車高が低いクルマには、単に「悪そうに見える」だけではない利点がある。車高を下げると走行性能が向上し、走りの安定性が増す。さらに、デザイン面でも車高を下げることでスタイルが引き締まり、スタイリッシュに見える。

車高が低いクルマが好まれる理由は、サーキットなどの競技での走行性能向上から始まる。特に重心が下がることでコーナリング時の安定性が増し、空力的にも有利となる。

一方で、輸入車などフェンダーとタイヤのすき間を狭めるクルマでは、スタイリッシュなデザインが評価される。日本の雪国向けの国産車では、タイヤチェーンの装着スペースを確保しているため、すき間が広く設定される。

なぜヤンキーは車高の低いクルマに乗りたがるのか?→専門家の考察が目からウロコだった!

 車高が低いクルマを見かけたとき、「不良が乗っているのかな」「ガラが悪そうだな」と感じてしまう人がいるかもしれません。ですが実は、車高が低いクルマには、単に「悪そうに見える」だけではない利点があるのです。その具体的内容を、歴史的背景を交えながら解説します。(モータージャーナリスト 諸星陽一)

● 車高が低いクルマが 「格好良い」と見なされる深いワケ

 車高がかなり低いクルマを見かけたとき、あなたはどう思いますか? もしかすると、「このクルマの持ち主は不良(ヤンキー)なのかな」「ガラが悪そうだな」と勘繰ってしまう一般ドライバーがいるかもしれません。

 それも無理はありません。筆者の見解では、確かに不良というジャンルの人たちは「格好良いクルマ」を好む傾向にあります。

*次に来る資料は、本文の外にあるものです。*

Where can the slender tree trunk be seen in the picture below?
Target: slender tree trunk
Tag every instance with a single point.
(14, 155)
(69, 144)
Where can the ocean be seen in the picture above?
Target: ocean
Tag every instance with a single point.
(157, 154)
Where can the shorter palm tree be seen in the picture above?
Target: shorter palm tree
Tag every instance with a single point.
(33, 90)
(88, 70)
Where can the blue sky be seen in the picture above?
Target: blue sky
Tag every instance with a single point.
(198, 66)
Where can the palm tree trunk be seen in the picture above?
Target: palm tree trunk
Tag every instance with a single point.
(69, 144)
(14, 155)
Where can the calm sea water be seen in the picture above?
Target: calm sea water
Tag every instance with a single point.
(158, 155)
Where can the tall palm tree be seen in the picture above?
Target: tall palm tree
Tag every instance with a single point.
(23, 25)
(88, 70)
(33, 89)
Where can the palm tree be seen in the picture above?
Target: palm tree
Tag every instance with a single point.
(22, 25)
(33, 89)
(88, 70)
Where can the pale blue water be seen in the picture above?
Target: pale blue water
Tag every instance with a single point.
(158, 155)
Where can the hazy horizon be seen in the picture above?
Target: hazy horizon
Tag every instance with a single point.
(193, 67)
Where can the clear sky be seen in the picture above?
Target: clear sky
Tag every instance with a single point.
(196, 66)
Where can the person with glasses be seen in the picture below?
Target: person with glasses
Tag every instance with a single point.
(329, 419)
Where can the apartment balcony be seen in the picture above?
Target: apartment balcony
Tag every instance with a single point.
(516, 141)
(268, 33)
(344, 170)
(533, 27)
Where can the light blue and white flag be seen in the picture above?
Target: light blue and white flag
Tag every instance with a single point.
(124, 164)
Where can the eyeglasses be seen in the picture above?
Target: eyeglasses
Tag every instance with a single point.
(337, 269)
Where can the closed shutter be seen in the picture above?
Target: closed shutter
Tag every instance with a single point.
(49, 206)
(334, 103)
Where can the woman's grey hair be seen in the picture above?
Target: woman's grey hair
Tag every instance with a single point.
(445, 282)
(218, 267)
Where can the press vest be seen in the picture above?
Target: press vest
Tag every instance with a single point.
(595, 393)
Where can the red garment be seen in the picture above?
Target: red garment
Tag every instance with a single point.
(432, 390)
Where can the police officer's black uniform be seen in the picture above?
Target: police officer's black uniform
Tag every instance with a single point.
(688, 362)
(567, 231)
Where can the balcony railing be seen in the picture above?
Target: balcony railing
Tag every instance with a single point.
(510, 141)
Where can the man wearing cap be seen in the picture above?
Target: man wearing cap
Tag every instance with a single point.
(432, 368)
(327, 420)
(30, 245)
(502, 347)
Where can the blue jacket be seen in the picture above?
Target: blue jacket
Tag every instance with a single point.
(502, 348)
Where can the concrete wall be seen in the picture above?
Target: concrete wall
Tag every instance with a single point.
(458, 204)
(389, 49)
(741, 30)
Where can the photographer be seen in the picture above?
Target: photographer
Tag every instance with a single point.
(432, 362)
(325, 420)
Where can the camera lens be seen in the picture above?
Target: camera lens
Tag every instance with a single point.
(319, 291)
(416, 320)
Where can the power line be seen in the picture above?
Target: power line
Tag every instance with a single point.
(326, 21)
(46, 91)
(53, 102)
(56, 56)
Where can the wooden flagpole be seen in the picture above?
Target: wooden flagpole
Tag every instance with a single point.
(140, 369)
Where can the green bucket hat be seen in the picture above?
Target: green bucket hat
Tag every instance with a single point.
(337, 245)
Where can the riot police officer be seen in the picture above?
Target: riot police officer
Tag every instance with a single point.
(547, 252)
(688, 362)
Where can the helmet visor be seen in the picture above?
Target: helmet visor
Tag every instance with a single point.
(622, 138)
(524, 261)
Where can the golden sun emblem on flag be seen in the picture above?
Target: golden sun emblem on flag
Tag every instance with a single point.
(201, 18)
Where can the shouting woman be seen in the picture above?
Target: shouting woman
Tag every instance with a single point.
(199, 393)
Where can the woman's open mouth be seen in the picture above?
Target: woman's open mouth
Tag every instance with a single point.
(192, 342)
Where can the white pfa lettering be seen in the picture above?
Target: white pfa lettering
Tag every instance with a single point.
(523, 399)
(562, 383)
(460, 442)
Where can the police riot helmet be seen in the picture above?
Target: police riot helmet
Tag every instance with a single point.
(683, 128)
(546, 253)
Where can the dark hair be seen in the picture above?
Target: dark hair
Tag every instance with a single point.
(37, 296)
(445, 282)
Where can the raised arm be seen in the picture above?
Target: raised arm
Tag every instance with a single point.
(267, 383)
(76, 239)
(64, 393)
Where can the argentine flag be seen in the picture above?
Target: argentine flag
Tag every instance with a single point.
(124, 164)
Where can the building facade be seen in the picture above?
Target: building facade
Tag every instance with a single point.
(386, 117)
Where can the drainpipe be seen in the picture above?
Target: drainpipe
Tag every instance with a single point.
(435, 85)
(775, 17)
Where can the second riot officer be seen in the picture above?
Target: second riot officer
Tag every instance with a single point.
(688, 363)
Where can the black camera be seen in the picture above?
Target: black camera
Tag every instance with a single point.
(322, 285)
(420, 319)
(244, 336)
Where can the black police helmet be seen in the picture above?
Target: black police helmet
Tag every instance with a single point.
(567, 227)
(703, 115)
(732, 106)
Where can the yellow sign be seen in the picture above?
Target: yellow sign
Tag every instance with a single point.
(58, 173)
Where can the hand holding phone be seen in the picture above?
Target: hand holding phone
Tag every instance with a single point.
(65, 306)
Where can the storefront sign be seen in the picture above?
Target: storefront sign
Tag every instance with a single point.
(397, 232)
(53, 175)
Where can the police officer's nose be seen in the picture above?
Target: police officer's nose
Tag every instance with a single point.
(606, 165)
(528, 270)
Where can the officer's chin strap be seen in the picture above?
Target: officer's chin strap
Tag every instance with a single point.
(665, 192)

そして、古くからクルマ好きの間に「車高が高い=格好悪い」「車高が低い=格好良い」という価値観があるのは事実です。

 筆者は車高が高いクルマを不格好だと決めつけるつもりはありませんが、車高の低いクルマについて分析してみると、単に「悪そうに見える」だけではない、れっきとしたメリットがあることが分かります。本稿では、その利点について解説していきます。

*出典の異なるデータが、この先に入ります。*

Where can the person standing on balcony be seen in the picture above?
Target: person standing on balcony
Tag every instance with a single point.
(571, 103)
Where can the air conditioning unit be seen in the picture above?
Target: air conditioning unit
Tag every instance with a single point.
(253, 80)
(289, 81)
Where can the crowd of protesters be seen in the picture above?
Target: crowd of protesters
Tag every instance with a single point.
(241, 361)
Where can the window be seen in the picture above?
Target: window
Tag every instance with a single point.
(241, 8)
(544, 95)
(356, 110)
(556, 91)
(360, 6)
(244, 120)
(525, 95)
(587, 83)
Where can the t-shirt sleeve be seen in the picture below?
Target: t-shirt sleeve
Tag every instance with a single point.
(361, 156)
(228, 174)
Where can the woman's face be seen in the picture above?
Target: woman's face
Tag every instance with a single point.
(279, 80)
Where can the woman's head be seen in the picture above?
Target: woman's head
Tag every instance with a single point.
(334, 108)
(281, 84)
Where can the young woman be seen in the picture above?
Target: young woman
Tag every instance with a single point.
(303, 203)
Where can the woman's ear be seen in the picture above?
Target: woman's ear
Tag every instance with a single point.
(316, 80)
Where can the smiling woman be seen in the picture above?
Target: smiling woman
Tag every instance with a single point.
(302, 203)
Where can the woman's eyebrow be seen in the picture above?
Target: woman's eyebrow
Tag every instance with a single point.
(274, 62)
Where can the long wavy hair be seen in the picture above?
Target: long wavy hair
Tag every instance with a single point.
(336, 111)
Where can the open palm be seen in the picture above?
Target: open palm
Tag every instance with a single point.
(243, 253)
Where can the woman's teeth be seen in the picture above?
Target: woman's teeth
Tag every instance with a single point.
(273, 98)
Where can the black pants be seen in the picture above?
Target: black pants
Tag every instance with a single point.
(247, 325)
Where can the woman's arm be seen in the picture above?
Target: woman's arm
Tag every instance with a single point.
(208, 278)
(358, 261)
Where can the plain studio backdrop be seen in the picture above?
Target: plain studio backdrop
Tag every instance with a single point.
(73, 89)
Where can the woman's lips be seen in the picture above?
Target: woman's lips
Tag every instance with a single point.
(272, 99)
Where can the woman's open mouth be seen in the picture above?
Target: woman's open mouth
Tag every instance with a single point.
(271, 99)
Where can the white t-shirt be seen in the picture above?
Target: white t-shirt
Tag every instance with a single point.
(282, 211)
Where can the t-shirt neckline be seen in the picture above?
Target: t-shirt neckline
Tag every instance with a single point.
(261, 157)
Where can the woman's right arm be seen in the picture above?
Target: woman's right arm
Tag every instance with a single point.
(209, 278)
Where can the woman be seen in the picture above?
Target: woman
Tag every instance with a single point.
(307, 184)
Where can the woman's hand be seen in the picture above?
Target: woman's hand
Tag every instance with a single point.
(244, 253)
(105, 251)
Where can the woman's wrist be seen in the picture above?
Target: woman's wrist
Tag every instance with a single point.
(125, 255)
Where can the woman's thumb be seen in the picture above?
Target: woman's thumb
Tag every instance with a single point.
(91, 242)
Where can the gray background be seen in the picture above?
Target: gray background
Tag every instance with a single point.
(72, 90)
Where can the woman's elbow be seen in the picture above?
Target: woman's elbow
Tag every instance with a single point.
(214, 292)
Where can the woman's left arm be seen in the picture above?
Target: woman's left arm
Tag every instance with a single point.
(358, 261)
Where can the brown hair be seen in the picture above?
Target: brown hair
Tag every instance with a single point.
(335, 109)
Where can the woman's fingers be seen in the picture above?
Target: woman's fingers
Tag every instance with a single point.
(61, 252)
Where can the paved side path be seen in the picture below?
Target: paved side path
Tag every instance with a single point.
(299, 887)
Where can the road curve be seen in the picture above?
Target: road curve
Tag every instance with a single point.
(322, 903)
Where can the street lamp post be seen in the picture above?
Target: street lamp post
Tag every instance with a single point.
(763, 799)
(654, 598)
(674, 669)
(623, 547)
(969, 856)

 まずは、車高の違いがクルマの走行性能に及ぼす影響から考えてみましょう。サーキットでの競技で使われるレーシングカーは車高がかなり低くなっています。ルールの関係でノーマルサスペンションを使わなくてならない場合は別ですが、サスペンションの変更が認められている場合、基本的には車高を下げるセッティングをします。

 ここに、車高が低いクルマが好まれる理由が隠されています。

● 車高を下げると 走りの安定性が増す!

 このセッティングを施す理由は、車高を下げると重心も下がり、コーナリング時の安定性が向上するからです。また、空気力学(空力)的にも有利になります。車高を下げて車体下部に入り込む空気を減らすと、揚力(クルマが浮き上がろうとする力)が低減され、走行の安定性がさらに増すのです。

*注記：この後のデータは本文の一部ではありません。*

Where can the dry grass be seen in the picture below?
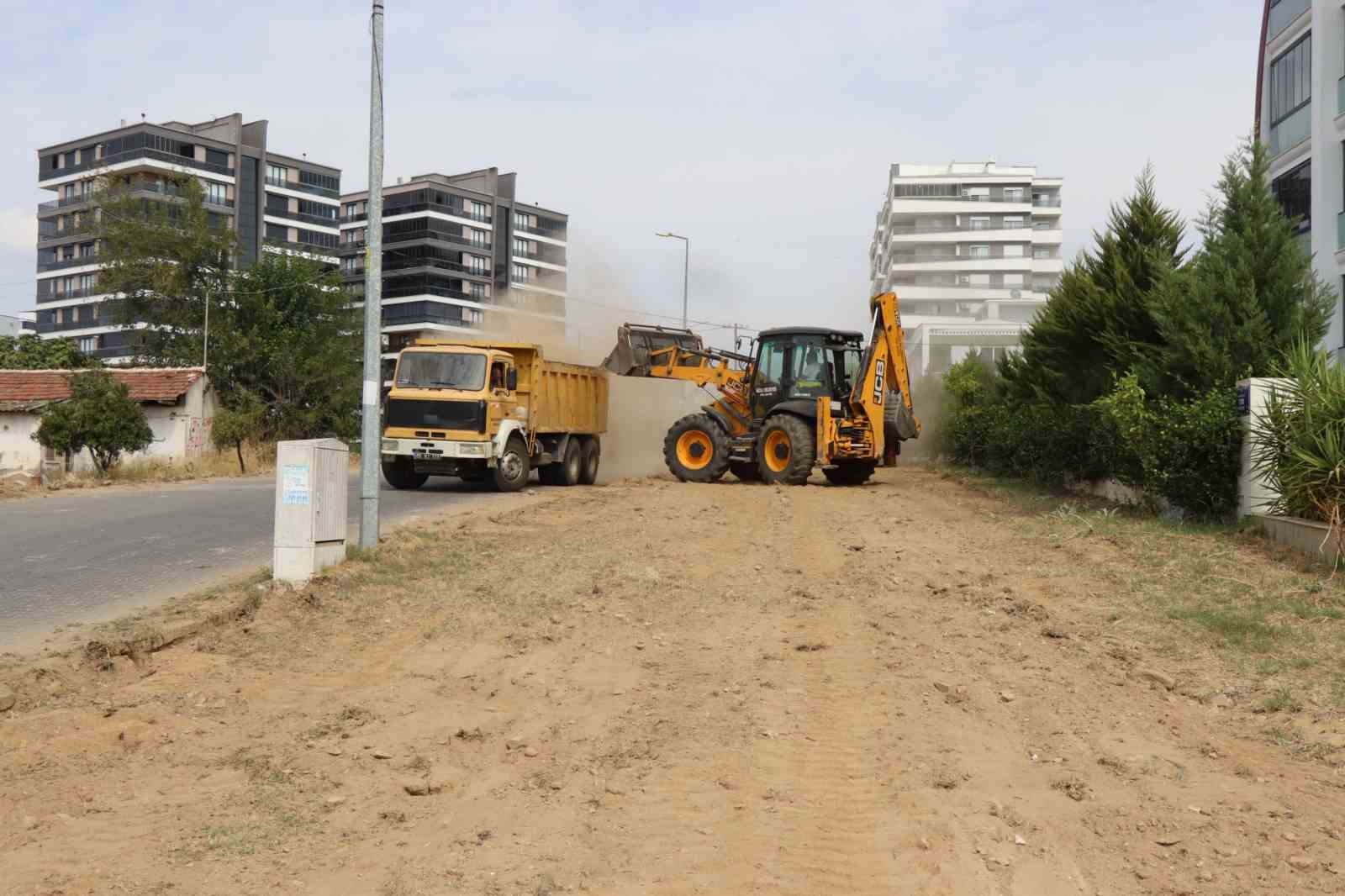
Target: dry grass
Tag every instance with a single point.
(1184, 588)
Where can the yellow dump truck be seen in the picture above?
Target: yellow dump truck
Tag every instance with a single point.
(491, 410)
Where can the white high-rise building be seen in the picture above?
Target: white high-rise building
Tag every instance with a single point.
(972, 250)
(1301, 119)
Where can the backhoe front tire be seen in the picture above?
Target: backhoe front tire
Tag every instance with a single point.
(786, 450)
(511, 467)
(697, 448)
(401, 475)
(849, 474)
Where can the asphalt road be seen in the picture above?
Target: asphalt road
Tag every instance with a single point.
(91, 556)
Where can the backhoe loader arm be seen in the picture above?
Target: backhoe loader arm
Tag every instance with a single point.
(884, 377)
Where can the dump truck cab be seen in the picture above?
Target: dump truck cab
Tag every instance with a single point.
(798, 365)
(490, 410)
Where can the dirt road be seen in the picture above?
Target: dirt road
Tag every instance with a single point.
(661, 688)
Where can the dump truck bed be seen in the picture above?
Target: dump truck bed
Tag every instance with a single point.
(567, 398)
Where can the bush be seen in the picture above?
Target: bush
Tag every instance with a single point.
(1185, 452)
(1300, 444)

 これは何もレーシングカーに限った話ではありません。乗用車でも、車高を下げると走行性能は上がります。走りの質が高まるからこそ、車高が低いクルマは「格好良い」と認識されているのでしょう。

 とはいえ、レースの世界には例外もあります。「ダカールラリー」などの荒れた路面や砂漠を走るレースでは、路面とボディの接触を防いだり、砂にタイヤが埋もれる事態を避けたりする目的で車高を上げます。

 このため競技では、サーキットレースでは車高を下げ、クロスカントリーラリーでは車高を上げるといったように、種目によってチューニングの戦略が変わってきます。ただ乗用車が砂漠を走ることはないので、やはり車高を下げた方がメリットを享受できます。

 次に、デザイン面について見ていきましょう。

 メーカーのカタログ写真に写っているクルマは、実は市販車よりもフェンダー(タイヤを覆っているパーツ)とタイヤのすき間を狭くし、車高を低く見せている場合があります。

 スタジオで写真撮影を行う際には、車内に砂袋を積み、あえて車高を下げてから撮影する例もあるくらいです。モーターショーなどに展示されるコンセプトカーも、一部の例外を除けば、そのほとんどがフェンダーとタイヤのすき間が狭い仕様になっています。

 こうした工夫が施される理由は極めてシンプルで、すき間が狭いとクルマのスタイルが引き締まって見えるからです。

 しかしながら、実際に売られている国産車の多くは、フェンダーとタイヤのすき間が広く設定されています。日本は国土の約半分が雪国なので、滑り止めのタイヤチェーンを装着するスペースを設けているのです(だからスペースを埋める余地があると言えます)。

 一部の国産車にはフェンダーとタイヤのすき間が狭い車種がありますが、そうしたクルマは装着できるチェーンが指定されています。

 一方で、輸入車にはタイヤチェーンの装着を前提としていない車種があり、フェンダーとタイヤのすき間がかなり狭められています。クルマ好きでなくても、輸入車に「何となく格好いい」という印象がある人は多いでしょう。その「何となく」の正体は、実は「すき間の狭さ」だったりします。

 車高を下げると、このように「走行性能を高める」「愛車をスタイリッシュに見せる」といった効果が得られるのです。